Alternative: position embeddings learned during training. Pros: adapt to data. Cons: less generalization to longer sequences.

Training Paradigms

Masked Language Modeling (MLM)

Randomly mask tokens, predict masked tokens given context. Used in BERT, enables bidirectional context understanding.

Autoregressive Training

Predict next token given previous tokens. Used in GPT models. Enables generative capabilities.

Sequence-to-Sequence Learning

Trains encoder-decoder on input-output pairs. Tasks: translation, summarization. Loss: cross entropy on output tokens.

Notable Transformer Models

BERT (Bidirectional Encoder Representations from Transformers)

Bidirectional encoder, trained with MLM and next sentence prediction. Excels in understanding tasks.

GPT (Generative Pre-trained Transformer)

Unidirectional decoder, trained autoregressively.
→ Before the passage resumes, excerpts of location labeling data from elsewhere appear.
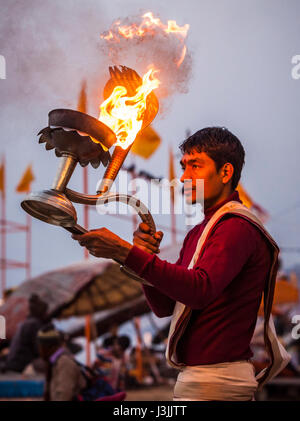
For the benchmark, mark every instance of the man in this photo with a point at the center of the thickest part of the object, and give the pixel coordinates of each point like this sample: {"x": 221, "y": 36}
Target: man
{"x": 23, "y": 349}
{"x": 64, "y": 380}
{"x": 215, "y": 287}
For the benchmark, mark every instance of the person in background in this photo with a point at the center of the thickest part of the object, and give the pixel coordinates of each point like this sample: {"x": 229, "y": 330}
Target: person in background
{"x": 23, "y": 349}
{"x": 64, "y": 379}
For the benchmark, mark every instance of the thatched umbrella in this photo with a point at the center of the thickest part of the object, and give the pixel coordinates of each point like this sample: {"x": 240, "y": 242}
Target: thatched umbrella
{"x": 81, "y": 289}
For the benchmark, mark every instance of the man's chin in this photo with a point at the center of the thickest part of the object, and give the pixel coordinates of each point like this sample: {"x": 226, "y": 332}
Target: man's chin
{"x": 190, "y": 200}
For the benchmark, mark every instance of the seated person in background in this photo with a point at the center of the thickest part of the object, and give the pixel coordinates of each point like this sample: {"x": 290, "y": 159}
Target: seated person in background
{"x": 113, "y": 361}
{"x": 23, "y": 349}
{"x": 64, "y": 379}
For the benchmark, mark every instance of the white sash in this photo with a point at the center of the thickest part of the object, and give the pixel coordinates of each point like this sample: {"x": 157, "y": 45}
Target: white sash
{"x": 279, "y": 356}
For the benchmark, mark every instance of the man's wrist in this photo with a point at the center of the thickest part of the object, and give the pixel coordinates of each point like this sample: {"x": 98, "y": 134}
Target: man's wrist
{"x": 123, "y": 251}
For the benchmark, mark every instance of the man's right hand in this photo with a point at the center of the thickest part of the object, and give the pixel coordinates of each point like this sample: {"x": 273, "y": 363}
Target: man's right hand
{"x": 145, "y": 241}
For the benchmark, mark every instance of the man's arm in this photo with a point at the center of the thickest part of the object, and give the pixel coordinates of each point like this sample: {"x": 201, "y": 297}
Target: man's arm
{"x": 160, "y": 304}
{"x": 226, "y": 252}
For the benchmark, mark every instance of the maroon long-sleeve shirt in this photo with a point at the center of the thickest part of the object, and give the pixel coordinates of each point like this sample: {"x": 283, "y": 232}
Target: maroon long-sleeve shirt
{"x": 224, "y": 288}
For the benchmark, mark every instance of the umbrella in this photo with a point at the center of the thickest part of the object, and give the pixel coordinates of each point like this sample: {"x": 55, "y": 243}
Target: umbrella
{"x": 80, "y": 289}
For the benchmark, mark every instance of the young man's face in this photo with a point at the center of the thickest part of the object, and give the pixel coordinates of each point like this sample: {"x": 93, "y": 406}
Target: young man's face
{"x": 198, "y": 165}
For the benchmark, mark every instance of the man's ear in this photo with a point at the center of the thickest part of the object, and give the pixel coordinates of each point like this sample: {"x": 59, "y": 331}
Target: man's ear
{"x": 227, "y": 172}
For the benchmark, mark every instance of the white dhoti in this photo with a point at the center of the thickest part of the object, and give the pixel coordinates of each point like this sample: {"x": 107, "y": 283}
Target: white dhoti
{"x": 232, "y": 381}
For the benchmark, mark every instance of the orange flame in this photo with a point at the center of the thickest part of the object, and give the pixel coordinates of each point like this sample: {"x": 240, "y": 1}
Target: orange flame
{"x": 123, "y": 114}
{"x": 148, "y": 26}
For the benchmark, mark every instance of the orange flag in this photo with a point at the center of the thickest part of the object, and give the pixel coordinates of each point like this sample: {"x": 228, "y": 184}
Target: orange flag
{"x": 146, "y": 143}
{"x": 25, "y": 182}
{"x": 249, "y": 202}
{"x": 172, "y": 174}
{"x": 82, "y": 101}
{"x": 2, "y": 178}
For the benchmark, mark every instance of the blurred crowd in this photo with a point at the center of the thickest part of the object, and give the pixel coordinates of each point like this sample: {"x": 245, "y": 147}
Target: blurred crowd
{"x": 39, "y": 348}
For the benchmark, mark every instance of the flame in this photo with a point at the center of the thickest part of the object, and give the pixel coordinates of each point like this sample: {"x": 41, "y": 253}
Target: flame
{"x": 123, "y": 114}
{"x": 149, "y": 26}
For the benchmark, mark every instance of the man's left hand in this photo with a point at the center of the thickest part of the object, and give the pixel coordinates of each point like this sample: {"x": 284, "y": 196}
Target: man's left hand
{"x": 104, "y": 243}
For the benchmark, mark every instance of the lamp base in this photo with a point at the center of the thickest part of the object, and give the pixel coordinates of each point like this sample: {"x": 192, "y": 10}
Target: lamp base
{"x": 50, "y": 206}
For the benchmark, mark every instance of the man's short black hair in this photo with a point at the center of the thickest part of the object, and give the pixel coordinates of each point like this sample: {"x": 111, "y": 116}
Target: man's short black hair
{"x": 221, "y": 146}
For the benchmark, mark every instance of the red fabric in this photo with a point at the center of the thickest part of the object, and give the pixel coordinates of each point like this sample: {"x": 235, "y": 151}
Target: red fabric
{"x": 223, "y": 289}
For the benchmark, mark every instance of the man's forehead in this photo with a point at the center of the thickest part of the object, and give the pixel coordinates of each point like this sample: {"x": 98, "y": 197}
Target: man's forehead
{"x": 193, "y": 157}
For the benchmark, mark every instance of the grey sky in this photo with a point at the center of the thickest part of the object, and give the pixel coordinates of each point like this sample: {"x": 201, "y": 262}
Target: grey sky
{"x": 241, "y": 78}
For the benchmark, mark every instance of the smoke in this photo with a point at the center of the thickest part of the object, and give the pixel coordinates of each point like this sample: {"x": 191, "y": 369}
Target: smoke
{"x": 50, "y": 47}
{"x": 147, "y": 46}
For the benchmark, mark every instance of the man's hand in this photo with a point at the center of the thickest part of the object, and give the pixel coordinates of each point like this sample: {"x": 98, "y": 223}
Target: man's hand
{"x": 104, "y": 243}
{"x": 146, "y": 241}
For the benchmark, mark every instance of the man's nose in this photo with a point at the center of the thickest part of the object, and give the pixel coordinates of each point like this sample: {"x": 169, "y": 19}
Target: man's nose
{"x": 185, "y": 176}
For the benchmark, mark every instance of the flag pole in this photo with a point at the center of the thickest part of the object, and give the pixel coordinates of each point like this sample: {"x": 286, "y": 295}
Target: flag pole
{"x": 28, "y": 245}
{"x": 82, "y": 107}
{"x": 3, "y": 237}
{"x": 172, "y": 177}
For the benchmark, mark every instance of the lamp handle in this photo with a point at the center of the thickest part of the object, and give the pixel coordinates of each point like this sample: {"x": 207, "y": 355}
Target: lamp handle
{"x": 141, "y": 209}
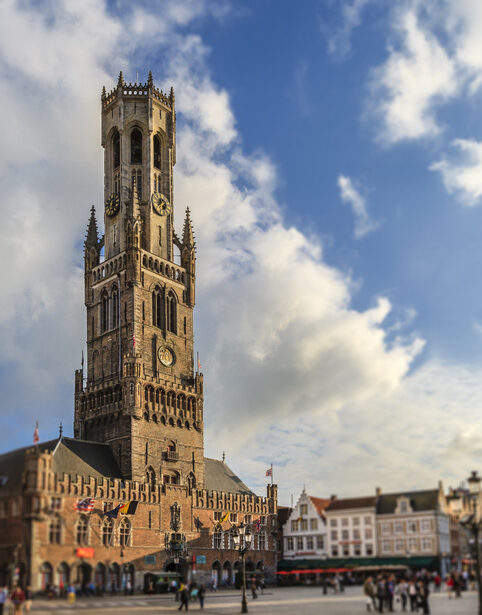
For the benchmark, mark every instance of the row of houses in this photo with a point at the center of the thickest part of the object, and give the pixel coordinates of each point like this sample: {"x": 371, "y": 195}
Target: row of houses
{"x": 419, "y": 529}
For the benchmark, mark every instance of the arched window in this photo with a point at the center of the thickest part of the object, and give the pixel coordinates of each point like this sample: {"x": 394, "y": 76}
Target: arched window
{"x": 157, "y": 311}
{"x": 172, "y": 313}
{"x": 157, "y": 152}
{"x": 107, "y": 530}
{"x": 104, "y": 312}
{"x": 136, "y": 146}
{"x": 115, "y": 150}
{"x": 115, "y": 307}
{"x": 151, "y": 477}
{"x": 82, "y": 530}
{"x": 55, "y": 531}
{"x": 124, "y": 533}
{"x": 137, "y": 178}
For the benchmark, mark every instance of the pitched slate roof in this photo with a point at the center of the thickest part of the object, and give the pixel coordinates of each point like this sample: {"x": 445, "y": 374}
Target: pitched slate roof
{"x": 347, "y": 503}
{"x": 419, "y": 500}
{"x": 12, "y": 464}
{"x": 85, "y": 458}
{"x": 219, "y": 477}
{"x": 320, "y": 504}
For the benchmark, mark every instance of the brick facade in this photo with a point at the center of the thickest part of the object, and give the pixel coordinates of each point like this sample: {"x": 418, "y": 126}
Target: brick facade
{"x": 140, "y": 395}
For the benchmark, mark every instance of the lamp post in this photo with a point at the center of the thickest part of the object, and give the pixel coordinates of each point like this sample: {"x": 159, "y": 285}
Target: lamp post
{"x": 473, "y": 523}
{"x": 242, "y": 538}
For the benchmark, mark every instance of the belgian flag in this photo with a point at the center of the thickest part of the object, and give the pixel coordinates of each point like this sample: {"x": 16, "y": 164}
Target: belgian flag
{"x": 129, "y": 508}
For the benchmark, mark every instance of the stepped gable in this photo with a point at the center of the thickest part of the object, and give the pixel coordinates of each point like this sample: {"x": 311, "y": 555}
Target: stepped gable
{"x": 85, "y": 458}
{"x": 219, "y": 477}
{"x": 12, "y": 464}
{"x": 345, "y": 503}
{"x": 419, "y": 501}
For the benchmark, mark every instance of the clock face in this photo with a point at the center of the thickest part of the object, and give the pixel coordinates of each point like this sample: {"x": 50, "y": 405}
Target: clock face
{"x": 112, "y": 205}
{"x": 166, "y": 356}
{"x": 160, "y": 204}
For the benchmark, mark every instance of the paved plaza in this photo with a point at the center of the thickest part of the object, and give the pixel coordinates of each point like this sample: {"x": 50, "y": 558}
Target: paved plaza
{"x": 293, "y": 600}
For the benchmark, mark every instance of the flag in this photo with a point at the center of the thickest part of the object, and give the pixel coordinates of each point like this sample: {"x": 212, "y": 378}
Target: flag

Strong in text generation and few-shot learning.

Transformer-XL and Longformer

Address long-range dependency limits via segment recurrence and sparse attention respectively.

ModelKey FeaturePrimary Use
BERTBidirectional encoding, MLM pretrainingNatural language understanding
GPTUnidirectional decoding, autoregressiveText generation
Transformer-XLSegment-level recurrence, relative positional encodingLong context modeling
LongformerSparse attention for efficiency on long sequencesEfficient long document processing

Applications

Natural Language Processing (NLP)

Tasks: machine translation, sentiment analysis, question answering, summarization, language modeling.

Computer Vision

Vision Transformers (ViT): apply transformer architecture to image patches. Used for classification, detection, segmentation.

Speech and Audio Processing

Speech recognition, synthesis, and audio classification. Transformers model temporal dependencies in signals.

Other Domains

Protein folding, reinforcement learning, graph representation learning. Transformers increasingly cross-disciplinary.

Advantages and Limitations

Advantages

Parallelizable training, captures global context, flexible input-output lengths, strong transfer learning performance.

Limitations

Quadratic complexity in sequence length limits scalability. Requires large datasets and compute resources. Interpretability challenges.

Mitigation Strategies

Sparse attention, linearized attention approximations, memory-augmented models, distillation for smaller models.

Future Directions

Efficient Attention Models

Exploration of linear and sparse attention to reduce computational load and memory usage.

Multimodal Transformers

Integrate vision, language, audio inputs for unified representations and cross-modal generation.

Explainability and Robustness

Develop methods to interpret attention distributions and improve model stability against adversarial inputs.

Scaling and Adaptation

Scaling models with billions of parameters; adapting transformers for low-resource languages and domains.

References

  • Vaswani, A., et al. "Attention is All You Need." Advances in Neural Information Processing Systems, vol. 30, 2017, pp. 5998–6008.
  • Devlin, J., et al. "BERT: Pre-training of Deep Bidirectional Transformers for Language Understanding." arXiv preprint arXiv:1810.04805, 2018.
  • Radford, A., et al. "Language Models are Unsupervised Multitask Learners." OpenAI Blog, 2019.
  • Dai, Z., et al. "Transformer-XL: Attentive Language Models Beyond a Fixed-Length Context." ACL, 2019, pp. 2978–2988.
  • Beltagy, I., Peters, M. E., and Cohan, A. "Longformer: The Long-Document Transformer." arXiv preprint arXiv:2004.05150, 2020.